State changes look a bit unreadable on some of the shorter branches. This can be made a bit better by sacrificing the branch length data and showing a cladogram instead. It entails changing branch.length parameter of ggtree, as well as adjusting width of bars and spacing - tree length istead of being ~1 would proportional to the number of splits.
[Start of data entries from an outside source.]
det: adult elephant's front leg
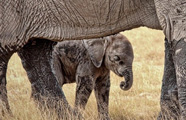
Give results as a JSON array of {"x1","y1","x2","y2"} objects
[
  {"x1": 158, "y1": 38, "x2": 180, "y2": 120},
  {"x1": 174, "y1": 39, "x2": 186, "y2": 120},
  {"x1": 18, "y1": 39, "x2": 75, "y2": 119},
  {"x1": 95, "y1": 75, "x2": 110, "y2": 120}
]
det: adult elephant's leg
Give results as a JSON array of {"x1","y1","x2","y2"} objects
[
  {"x1": 0, "y1": 44, "x2": 14, "y2": 116},
  {"x1": 173, "y1": 38, "x2": 186, "y2": 120},
  {"x1": 18, "y1": 39, "x2": 77, "y2": 119},
  {"x1": 95, "y1": 75, "x2": 110, "y2": 120},
  {"x1": 158, "y1": 39, "x2": 180, "y2": 120}
]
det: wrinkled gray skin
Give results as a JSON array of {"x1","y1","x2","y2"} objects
[
  {"x1": 52, "y1": 34, "x2": 134, "y2": 120},
  {"x1": 0, "y1": 0, "x2": 186, "y2": 120}
]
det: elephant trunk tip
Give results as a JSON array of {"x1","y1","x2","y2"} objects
[{"x1": 120, "y1": 81, "x2": 131, "y2": 91}]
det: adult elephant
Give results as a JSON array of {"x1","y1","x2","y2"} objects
[{"x1": 0, "y1": 0, "x2": 186, "y2": 119}]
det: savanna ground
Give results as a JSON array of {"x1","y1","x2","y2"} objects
[{"x1": 4, "y1": 28, "x2": 164, "y2": 120}]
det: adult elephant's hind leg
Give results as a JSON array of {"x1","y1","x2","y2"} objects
[
  {"x1": 18, "y1": 39, "x2": 77, "y2": 119},
  {"x1": 174, "y1": 39, "x2": 186, "y2": 120},
  {"x1": 0, "y1": 45, "x2": 13, "y2": 116}
]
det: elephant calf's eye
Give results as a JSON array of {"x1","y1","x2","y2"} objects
[
  {"x1": 119, "y1": 61, "x2": 124, "y2": 65},
  {"x1": 114, "y1": 55, "x2": 120, "y2": 61}
]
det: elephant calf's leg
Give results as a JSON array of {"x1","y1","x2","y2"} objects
[
  {"x1": 174, "y1": 39, "x2": 186, "y2": 120},
  {"x1": 75, "y1": 76, "x2": 93, "y2": 110},
  {"x1": 18, "y1": 39, "x2": 76, "y2": 119},
  {"x1": 0, "y1": 46, "x2": 13, "y2": 116},
  {"x1": 94, "y1": 75, "x2": 110, "y2": 120}
]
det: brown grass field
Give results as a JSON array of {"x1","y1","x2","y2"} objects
[{"x1": 3, "y1": 28, "x2": 164, "y2": 120}]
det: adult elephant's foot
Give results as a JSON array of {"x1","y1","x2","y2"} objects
[
  {"x1": 173, "y1": 38, "x2": 186, "y2": 120},
  {"x1": 158, "y1": 39, "x2": 180, "y2": 120},
  {"x1": 18, "y1": 39, "x2": 82, "y2": 119}
]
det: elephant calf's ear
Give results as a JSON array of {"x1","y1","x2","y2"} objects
[{"x1": 83, "y1": 39, "x2": 107, "y2": 68}]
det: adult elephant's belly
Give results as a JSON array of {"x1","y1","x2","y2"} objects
[{"x1": 62, "y1": 58, "x2": 77, "y2": 84}]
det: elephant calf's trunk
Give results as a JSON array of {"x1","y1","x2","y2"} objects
[{"x1": 120, "y1": 71, "x2": 133, "y2": 91}]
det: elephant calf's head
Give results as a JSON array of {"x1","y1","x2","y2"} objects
[
  {"x1": 84, "y1": 34, "x2": 134, "y2": 90},
  {"x1": 104, "y1": 34, "x2": 134, "y2": 90}
]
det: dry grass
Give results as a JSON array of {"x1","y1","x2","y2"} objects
[{"x1": 4, "y1": 28, "x2": 164, "y2": 120}]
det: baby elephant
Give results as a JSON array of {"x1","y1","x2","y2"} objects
[{"x1": 52, "y1": 34, "x2": 134, "y2": 119}]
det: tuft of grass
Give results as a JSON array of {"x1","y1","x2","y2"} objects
[{"x1": 4, "y1": 27, "x2": 164, "y2": 120}]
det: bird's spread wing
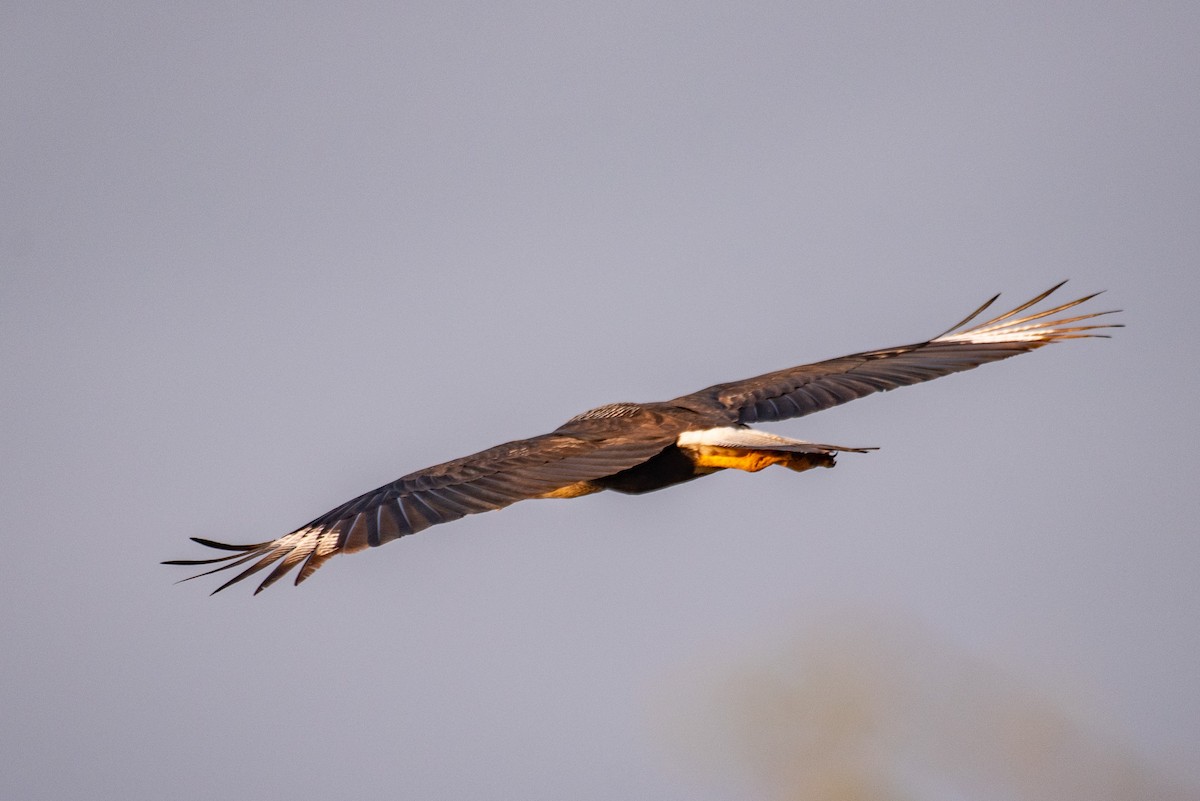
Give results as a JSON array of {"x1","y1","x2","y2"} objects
[
  {"x1": 670, "y1": 282, "x2": 1120, "y2": 424},
  {"x1": 164, "y1": 430, "x2": 676, "y2": 594}
]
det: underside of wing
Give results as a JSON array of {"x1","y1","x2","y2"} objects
[
  {"x1": 671, "y1": 282, "x2": 1120, "y2": 424},
  {"x1": 164, "y1": 432, "x2": 674, "y2": 594}
]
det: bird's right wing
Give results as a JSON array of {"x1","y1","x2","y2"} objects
[
  {"x1": 163, "y1": 432, "x2": 674, "y2": 595},
  {"x1": 670, "y1": 282, "x2": 1120, "y2": 424}
]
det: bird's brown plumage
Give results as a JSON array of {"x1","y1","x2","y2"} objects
[{"x1": 166, "y1": 282, "x2": 1118, "y2": 592}]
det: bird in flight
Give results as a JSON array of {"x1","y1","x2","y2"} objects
[{"x1": 163, "y1": 282, "x2": 1121, "y2": 595}]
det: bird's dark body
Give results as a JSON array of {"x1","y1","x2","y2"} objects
[
  {"x1": 554, "y1": 403, "x2": 730, "y2": 495},
  {"x1": 592, "y1": 445, "x2": 709, "y2": 495},
  {"x1": 168, "y1": 284, "x2": 1116, "y2": 591}
]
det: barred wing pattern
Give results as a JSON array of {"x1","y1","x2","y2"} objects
[
  {"x1": 670, "y1": 282, "x2": 1121, "y2": 424},
  {"x1": 163, "y1": 427, "x2": 674, "y2": 595}
]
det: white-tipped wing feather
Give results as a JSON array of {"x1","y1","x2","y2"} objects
[
  {"x1": 168, "y1": 284, "x2": 1118, "y2": 591},
  {"x1": 671, "y1": 282, "x2": 1120, "y2": 424}
]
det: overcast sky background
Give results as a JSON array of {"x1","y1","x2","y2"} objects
[{"x1": 0, "y1": 1, "x2": 1200, "y2": 801}]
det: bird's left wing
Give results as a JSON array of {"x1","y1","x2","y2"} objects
[
  {"x1": 163, "y1": 430, "x2": 674, "y2": 595},
  {"x1": 670, "y1": 282, "x2": 1120, "y2": 424}
]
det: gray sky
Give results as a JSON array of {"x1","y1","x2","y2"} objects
[{"x1": 0, "y1": 2, "x2": 1200, "y2": 801}]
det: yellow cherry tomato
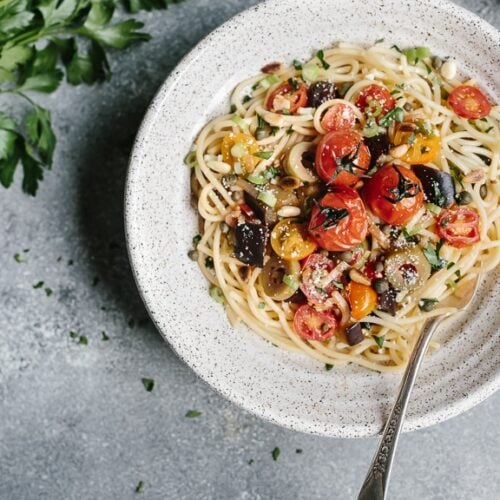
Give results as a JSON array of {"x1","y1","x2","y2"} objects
[
  {"x1": 394, "y1": 131, "x2": 441, "y2": 165},
  {"x1": 221, "y1": 132, "x2": 260, "y2": 173},
  {"x1": 271, "y1": 219, "x2": 317, "y2": 260},
  {"x1": 346, "y1": 281, "x2": 377, "y2": 321}
]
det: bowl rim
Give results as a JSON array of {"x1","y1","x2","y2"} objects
[{"x1": 124, "y1": 0, "x2": 500, "y2": 438}]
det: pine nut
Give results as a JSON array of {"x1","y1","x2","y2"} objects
[{"x1": 277, "y1": 205, "x2": 300, "y2": 217}]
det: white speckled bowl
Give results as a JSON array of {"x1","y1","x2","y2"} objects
[{"x1": 125, "y1": 0, "x2": 500, "y2": 437}]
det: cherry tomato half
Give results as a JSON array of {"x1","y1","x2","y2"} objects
[
  {"x1": 221, "y1": 132, "x2": 261, "y2": 173},
  {"x1": 266, "y1": 82, "x2": 307, "y2": 115},
  {"x1": 321, "y1": 102, "x2": 356, "y2": 132},
  {"x1": 271, "y1": 219, "x2": 317, "y2": 260},
  {"x1": 448, "y1": 85, "x2": 491, "y2": 120},
  {"x1": 309, "y1": 186, "x2": 368, "y2": 252},
  {"x1": 356, "y1": 83, "x2": 396, "y2": 118},
  {"x1": 436, "y1": 208, "x2": 479, "y2": 248},
  {"x1": 394, "y1": 131, "x2": 441, "y2": 165},
  {"x1": 300, "y1": 253, "x2": 335, "y2": 304},
  {"x1": 293, "y1": 304, "x2": 337, "y2": 342},
  {"x1": 363, "y1": 164, "x2": 424, "y2": 225},
  {"x1": 315, "y1": 130, "x2": 370, "y2": 186},
  {"x1": 346, "y1": 281, "x2": 377, "y2": 321}
]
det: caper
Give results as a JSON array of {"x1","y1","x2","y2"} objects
[
  {"x1": 340, "y1": 250, "x2": 354, "y2": 262},
  {"x1": 259, "y1": 254, "x2": 300, "y2": 300},
  {"x1": 385, "y1": 246, "x2": 431, "y2": 292},
  {"x1": 372, "y1": 278, "x2": 389, "y2": 294},
  {"x1": 221, "y1": 174, "x2": 238, "y2": 189},
  {"x1": 456, "y1": 191, "x2": 472, "y2": 205},
  {"x1": 231, "y1": 191, "x2": 243, "y2": 202}
]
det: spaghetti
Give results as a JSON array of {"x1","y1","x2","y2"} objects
[{"x1": 186, "y1": 43, "x2": 500, "y2": 372}]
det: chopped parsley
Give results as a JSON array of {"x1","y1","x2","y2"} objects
[
  {"x1": 310, "y1": 207, "x2": 349, "y2": 231},
  {"x1": 379, "y1": 106, "x2": 404, "y2": 127},
  {"x1": 418, "y1": 298, "x2": 439, "y2": 312},
  {"x1": 316, "y1": 50, "x2": 330, "y2": 69},
  {"x1": 141, "y1": 378, "x2": 155, "y2": 392},
  {"x1": 254, "y1": 151, "x2": 273, "y2": 160},
  {"x1": 184, "y1": 410, "x2": 201, "y2": 418}
]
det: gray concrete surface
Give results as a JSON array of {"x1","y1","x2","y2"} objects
[{"x1": 0, "y1": 0, "x2": 500, "y2": 500}]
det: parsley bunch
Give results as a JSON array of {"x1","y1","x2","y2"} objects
[{"x1": 0, "y1": 0, "x2": 181, "y2": 196}]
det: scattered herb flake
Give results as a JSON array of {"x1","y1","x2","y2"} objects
[
  {"x1": 141, "y1": 378, "x2": 155, "y2": 392},
  {"x1": 316, "y1": 50, "x2": 330, "y2": 69},
  {"x1": 135, "y1": 481, "x2": 144, "y2": 493},
  {"x1": 14, "y1": 253, "x2": 26, "y2": 264},
  {"x1": 184, "y1": 410, "x2": 202, "y2": 418}
]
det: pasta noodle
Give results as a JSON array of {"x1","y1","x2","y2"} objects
[{"x1": 188, "y1": 43, "x2": 500, "y2": 372}]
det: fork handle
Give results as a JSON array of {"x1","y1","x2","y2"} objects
[{"x1": 358, "y1": 316, "x2": 442, "y2": 500}]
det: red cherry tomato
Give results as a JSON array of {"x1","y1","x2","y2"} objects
[
  {"x1": 293, "y1": 304, "x2": 337, "y2": 342},
  {"x1": 315, "y1": 130, "x2": 370, "y2": 186},
  {"x1": 436, "y1": 208, "x2": 479, "y2": 248},
  {"x1": 363, "y1": 164, "x2": 424, "y2": 225},
  {"x1": 300, "y1": 253, "x2": 335, "y2": 304},
  {"x1": 266, "y1": 82, "x2": 307, "y2": 114},
  {"x1": 448, "y1": 85, "x2": 491, "y2": 120},
  {"x1": 356, "y1": 83, "x2": 396, "y2": 118},
  {"x1": 321, "y1": 102, "x2": 356, "y2": 132},
  {"x1": 309, "y1": 186, "x2": 368, "y2": 252}
]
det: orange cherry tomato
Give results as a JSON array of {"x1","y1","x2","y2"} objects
[
  {"x1": 271, "y1": 219, "x2": 318, "y2": 260},
  {"x1": 315, "y1": 130, "x2": 371, "y2": 186},
  {"x1": 309, "y1": 186, "x2": 368, "y2": 252},
  {"x1": 394, "y1": 131, "x2": 441, "y2": 165},
  {"x1": 221, "y1": 132, "x2": 260, "y2": 173},
  {"x1": 321, "y1": 102, "x2": 356, "y2": 132},
  {"x1": 346, "y1": 281, "x2": 377, "y2": 321},
  {"x1": 356, "y1": 83, "x2": 396, "y2": 118},
  {"x1": 363, "y1": 164, "x2": 424, "y2": 225},
  {"x1": 293, "y1": 304, "x2": 337, "y2": 342},
  {"x1": 266, "y1": 82, "x2": 307, "y2": 115},
  {"x1": 448, "y1": 85, "x2": 491, "y2": 120},
  {"x1": 436, "y1": 208, "x2": 479, "y2": 248}
]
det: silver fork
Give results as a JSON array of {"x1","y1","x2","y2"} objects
[{"x1": 358, "y1": 275, "x2": 480, "y2": 500}]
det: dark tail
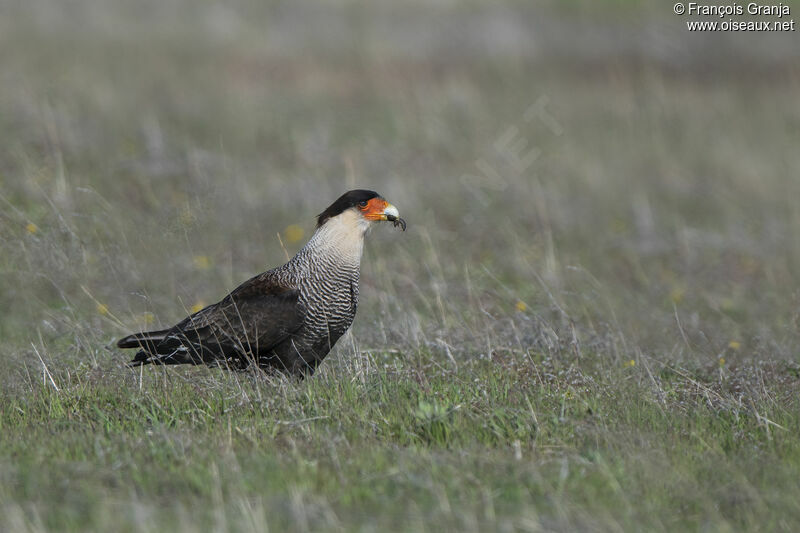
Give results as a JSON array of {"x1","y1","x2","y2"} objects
[{"x1": 117, "y1": 329, "x2": 169, "y2": 355}]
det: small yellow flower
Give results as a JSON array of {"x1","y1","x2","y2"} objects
[
  {"x1": 669, "y1": 287, "x2": 686, "y2": 304},
  {"x1": 192, "y1": 255, "x2": 211, "y2": 270},
  {"x1": 283, "y1": 224, "x2": 305, "y2": 244},
  {"x1": 178, "y1": 205, "x2": 195, "y2": 226}
]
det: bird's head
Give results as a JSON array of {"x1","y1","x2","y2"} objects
[{"x1": 317, "y1": 189, "x2": 406, "y2": 231}]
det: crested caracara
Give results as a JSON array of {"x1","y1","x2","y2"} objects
[{"x1": 117, "y1": 190, "x2": 406, "y2": 376}]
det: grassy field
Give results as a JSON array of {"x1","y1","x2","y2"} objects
[{"x1": 0, "y1": 0, "x2": 800, "y2": 532}]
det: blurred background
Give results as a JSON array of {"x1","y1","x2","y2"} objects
[{"x1": 0, "y1": 0, "x2": 800, "y2": 372}]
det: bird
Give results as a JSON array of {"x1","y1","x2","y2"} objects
[{"x1": 117, "y1": 189, "x2": 406, "y2": 379}]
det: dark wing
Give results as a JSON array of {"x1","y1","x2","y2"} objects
[{"x1": 117, "y1": 272, "x2": 305, "y2": 366}]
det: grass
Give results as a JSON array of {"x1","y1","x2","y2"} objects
[{"x1": 0, "y1": 0, "x2": 800, "y2": 531}]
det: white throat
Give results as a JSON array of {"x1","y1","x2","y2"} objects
[{"x1": 301, "y1": 209, "x2": 370, "y2": 266}]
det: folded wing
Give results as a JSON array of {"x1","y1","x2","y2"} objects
[{"x1": 117, "y1": 273, "x2": 305, "y2": 367}]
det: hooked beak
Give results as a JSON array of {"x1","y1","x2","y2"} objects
[
  {"x1": 383, "y1": 203, "x2": 406, "y2": 231},
  {"x1": 362, "y1": 197, "x2": 406, "y2": 231}
]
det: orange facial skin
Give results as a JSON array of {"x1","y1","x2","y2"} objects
[{"x1": 359, "y1": 196, "x2": 389, "y2": 220}]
Now let’s check that this step reconstruction makes sence for one of the characters (character 3) by plotting pie charts and tip data along

#we are checking character 3
chartocheck <- 3
#add the tip states as points to the previous plot
p <- p + geom_tippoint(aes(fill=c(as.character(numeric_coding_mx[,chartocheck][match(tree1$tip.label,rownames(numeric_coding_mx))]), rep(NA,tree1$Nnode))),shape=21)
#reformat data for pie charts #IMPORTANT: remember to use props_original instead of asr$lik.anc here
pie_data <- as.data.frame(cbind(ancestral_states[[chartocheck]], node=length(tree1$tip.label)+(1:tree1$Nnode)))
#create pie charts
pies <- nodepie(pie_data, 1:length(ancestral_states[[chartocheck]][1,]), c("red","green","blue"), alpha=0.25)
#add pie charts on the main plot
inset(p, pies,width = 0.08, height = 0.08)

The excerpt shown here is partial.